Building Safety Act: The gateway regime
With regard to new buildings, the “gateway regime” introduced by the BSA is now in full force for higher-risk buildings (with some buildings being built under transitional arrangements). In broad terms this requires building control approval to be obtained from the Regulator before any building work starts, which must demonstrate e.g. how:
- The proposed works comply with Building Regulations; and
- The new dutyholder competence, golden thread and mandatory occurrence reporting requirements will be met in relation to the works.
We have heard from various clients and contacts that the impact of this has been for fewer firms to want to undertake such work that is subject to the gateway regime, not only because of the lack of certainty as to how the new regime introduced by the BSA will operate in practice, but also because of the increased risk of delays to such projects – for example, the new Regulator will have up to six weeks to consider any ‘major change’ to the design or construction of such a building (and of course may decide not to approve any proposed change). Undoubtedly, the industry will watch with close interest the first few projects that are subject to that new regime. In any event, it’s important that anyone involved in such work reviews their contract carefully to make sure that it takes account of the BSA.

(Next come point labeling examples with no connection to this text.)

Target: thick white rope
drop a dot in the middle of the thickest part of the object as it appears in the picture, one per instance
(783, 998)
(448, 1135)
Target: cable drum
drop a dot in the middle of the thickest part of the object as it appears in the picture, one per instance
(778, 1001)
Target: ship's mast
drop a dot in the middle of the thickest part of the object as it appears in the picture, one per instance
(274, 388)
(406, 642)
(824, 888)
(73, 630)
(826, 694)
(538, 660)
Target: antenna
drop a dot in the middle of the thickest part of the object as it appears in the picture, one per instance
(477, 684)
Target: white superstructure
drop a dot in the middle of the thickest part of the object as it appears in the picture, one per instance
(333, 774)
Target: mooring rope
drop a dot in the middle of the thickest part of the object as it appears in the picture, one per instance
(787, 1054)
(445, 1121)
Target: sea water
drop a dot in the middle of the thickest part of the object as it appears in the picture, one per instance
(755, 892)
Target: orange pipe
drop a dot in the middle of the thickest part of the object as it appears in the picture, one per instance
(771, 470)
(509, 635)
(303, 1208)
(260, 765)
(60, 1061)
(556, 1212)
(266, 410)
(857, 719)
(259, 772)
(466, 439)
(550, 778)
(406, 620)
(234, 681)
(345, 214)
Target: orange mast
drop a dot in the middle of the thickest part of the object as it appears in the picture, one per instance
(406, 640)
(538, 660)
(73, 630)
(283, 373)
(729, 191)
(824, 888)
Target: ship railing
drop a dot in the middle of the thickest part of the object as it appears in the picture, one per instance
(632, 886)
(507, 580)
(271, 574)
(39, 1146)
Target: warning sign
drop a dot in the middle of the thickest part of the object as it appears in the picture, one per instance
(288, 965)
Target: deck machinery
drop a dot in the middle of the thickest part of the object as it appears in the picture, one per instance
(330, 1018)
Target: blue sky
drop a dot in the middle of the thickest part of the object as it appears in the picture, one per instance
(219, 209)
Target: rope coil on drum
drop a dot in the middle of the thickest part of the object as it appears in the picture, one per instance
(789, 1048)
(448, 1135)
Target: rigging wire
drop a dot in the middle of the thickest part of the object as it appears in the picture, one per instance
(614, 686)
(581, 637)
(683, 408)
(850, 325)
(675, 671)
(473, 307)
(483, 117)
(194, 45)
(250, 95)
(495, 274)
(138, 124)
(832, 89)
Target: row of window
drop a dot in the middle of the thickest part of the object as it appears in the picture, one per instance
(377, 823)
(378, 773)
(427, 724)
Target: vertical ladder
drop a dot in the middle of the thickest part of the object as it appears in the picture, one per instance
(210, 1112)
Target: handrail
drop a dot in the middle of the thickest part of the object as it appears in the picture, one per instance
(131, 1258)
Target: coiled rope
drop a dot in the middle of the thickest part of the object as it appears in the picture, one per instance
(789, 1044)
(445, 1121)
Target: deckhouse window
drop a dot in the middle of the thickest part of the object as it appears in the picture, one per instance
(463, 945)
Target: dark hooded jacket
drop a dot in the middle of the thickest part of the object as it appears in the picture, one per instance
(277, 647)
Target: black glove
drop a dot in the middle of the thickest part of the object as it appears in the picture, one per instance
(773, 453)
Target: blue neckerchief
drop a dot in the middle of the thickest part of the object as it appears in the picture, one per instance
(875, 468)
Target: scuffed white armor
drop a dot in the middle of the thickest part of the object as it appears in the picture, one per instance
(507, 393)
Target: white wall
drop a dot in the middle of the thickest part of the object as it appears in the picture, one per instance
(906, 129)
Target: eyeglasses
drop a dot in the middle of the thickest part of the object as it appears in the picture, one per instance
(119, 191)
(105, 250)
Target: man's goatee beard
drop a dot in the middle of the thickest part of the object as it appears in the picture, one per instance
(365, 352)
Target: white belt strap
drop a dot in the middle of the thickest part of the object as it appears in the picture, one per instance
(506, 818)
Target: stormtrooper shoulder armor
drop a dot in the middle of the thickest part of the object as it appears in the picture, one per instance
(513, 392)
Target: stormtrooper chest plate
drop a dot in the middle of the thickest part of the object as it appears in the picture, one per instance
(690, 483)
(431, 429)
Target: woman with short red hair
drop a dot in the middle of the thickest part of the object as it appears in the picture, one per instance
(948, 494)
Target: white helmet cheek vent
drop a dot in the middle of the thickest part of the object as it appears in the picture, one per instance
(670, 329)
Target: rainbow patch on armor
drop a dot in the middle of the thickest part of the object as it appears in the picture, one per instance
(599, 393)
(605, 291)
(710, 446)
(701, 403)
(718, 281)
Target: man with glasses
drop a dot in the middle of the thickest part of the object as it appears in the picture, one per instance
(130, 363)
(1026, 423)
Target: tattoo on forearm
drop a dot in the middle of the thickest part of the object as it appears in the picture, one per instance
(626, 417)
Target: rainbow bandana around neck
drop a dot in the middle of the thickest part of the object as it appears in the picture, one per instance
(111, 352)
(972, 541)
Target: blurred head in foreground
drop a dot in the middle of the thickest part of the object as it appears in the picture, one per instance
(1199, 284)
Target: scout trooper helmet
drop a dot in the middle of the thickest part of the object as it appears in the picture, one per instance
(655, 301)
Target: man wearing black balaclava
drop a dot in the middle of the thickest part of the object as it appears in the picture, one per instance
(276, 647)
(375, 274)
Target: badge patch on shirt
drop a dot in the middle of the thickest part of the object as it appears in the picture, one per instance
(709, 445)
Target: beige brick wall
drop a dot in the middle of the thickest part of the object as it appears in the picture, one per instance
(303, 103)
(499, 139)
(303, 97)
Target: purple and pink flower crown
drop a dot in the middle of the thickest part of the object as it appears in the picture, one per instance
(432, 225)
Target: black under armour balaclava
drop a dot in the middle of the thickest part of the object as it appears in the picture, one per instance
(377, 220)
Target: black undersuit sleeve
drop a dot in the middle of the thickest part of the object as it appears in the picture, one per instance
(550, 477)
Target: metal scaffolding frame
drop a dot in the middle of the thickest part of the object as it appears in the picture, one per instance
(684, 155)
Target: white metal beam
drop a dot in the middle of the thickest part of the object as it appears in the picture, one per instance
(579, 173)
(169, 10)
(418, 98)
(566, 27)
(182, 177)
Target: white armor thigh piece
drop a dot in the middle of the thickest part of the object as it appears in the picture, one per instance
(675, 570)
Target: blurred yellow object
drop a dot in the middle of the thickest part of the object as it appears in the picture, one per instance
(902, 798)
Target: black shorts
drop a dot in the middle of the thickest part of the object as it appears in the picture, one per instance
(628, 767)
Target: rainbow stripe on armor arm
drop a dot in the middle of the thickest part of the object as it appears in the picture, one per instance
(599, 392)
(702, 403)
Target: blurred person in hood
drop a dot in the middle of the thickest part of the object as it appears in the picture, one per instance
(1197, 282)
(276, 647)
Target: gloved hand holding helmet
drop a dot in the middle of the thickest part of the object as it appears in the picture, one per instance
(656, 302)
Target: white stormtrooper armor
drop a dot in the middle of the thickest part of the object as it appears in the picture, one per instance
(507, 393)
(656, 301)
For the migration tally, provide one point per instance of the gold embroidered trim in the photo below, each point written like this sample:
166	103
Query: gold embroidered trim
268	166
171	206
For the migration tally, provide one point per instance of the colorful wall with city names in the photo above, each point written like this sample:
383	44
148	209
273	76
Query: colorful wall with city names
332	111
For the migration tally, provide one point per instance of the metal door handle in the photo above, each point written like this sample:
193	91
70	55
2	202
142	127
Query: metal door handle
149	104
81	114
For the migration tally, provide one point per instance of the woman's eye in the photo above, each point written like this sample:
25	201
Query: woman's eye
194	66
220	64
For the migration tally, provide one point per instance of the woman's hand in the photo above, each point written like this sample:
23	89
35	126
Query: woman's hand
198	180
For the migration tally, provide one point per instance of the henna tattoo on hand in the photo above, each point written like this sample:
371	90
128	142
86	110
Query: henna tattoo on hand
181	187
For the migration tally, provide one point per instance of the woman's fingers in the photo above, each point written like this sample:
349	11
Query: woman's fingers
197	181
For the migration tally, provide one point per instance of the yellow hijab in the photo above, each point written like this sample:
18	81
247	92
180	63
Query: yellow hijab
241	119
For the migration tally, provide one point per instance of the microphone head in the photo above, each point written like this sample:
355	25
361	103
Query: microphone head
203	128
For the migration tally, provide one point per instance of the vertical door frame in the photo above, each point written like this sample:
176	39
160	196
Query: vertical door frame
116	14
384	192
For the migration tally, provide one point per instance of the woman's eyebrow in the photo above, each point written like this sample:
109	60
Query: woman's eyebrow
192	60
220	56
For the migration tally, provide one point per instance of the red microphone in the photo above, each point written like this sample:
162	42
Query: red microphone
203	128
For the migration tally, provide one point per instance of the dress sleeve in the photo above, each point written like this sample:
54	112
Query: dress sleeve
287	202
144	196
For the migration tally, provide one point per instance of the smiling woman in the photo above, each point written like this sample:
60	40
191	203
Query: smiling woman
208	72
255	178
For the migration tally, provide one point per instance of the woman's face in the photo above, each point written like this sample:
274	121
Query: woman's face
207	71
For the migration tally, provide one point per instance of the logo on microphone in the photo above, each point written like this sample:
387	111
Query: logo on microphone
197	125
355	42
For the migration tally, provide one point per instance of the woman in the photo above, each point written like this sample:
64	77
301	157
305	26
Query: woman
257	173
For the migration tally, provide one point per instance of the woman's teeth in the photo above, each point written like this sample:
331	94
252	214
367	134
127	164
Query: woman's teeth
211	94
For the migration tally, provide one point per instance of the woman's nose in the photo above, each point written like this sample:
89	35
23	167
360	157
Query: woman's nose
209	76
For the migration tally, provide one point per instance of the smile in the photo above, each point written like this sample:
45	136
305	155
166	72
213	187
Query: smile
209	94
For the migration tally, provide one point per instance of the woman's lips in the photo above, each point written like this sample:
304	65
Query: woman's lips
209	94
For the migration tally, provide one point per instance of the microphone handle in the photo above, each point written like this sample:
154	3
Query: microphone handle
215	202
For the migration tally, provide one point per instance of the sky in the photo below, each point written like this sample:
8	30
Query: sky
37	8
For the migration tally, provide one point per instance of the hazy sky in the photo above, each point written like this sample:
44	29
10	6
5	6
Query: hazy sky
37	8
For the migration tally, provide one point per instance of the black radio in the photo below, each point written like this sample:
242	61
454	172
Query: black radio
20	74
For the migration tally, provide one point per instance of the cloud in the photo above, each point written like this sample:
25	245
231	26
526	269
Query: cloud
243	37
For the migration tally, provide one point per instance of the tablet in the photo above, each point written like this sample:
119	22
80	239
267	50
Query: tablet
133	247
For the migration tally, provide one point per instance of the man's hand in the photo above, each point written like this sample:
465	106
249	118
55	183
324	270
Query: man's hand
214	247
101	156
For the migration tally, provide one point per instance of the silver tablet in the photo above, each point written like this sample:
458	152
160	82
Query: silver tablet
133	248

Building Safety Act: Historic claims
With regard to historic claims, the publication of the Phase 2 Grenfell Inquiry report was delayed in 2023, and will not be published “before April” 2024. This will focus on establishing how the Grenfell Tower came to be in a condition that allowed the tragedy to occur, which is likely to be hugely important not only in terms of the liability of those involved in the construction of the Tower itself, but also many others in the wider industry by reference to the Report’s findings about the relevant standards existing at the time of construction, and what responsible professionals knew or should have known. The findings may ‘unlock’ at least some of the many currently stayed claims in relation to this, and so we anticipate the second half of 2024 may see a return of some long dormant claims.
Building Safety Act: First legal judgments
We also anticipate the publication of the first judgments with regard to some of the new features under the BSA. For example, there are likely to be judgments commenting on the application of the Defective Premises Act (including on the question of who owes what duties, to whose order a dwelling is provided, etc), and on building liability orders. Again, the industry will read those judgments with interest and further satellite litigation may follow.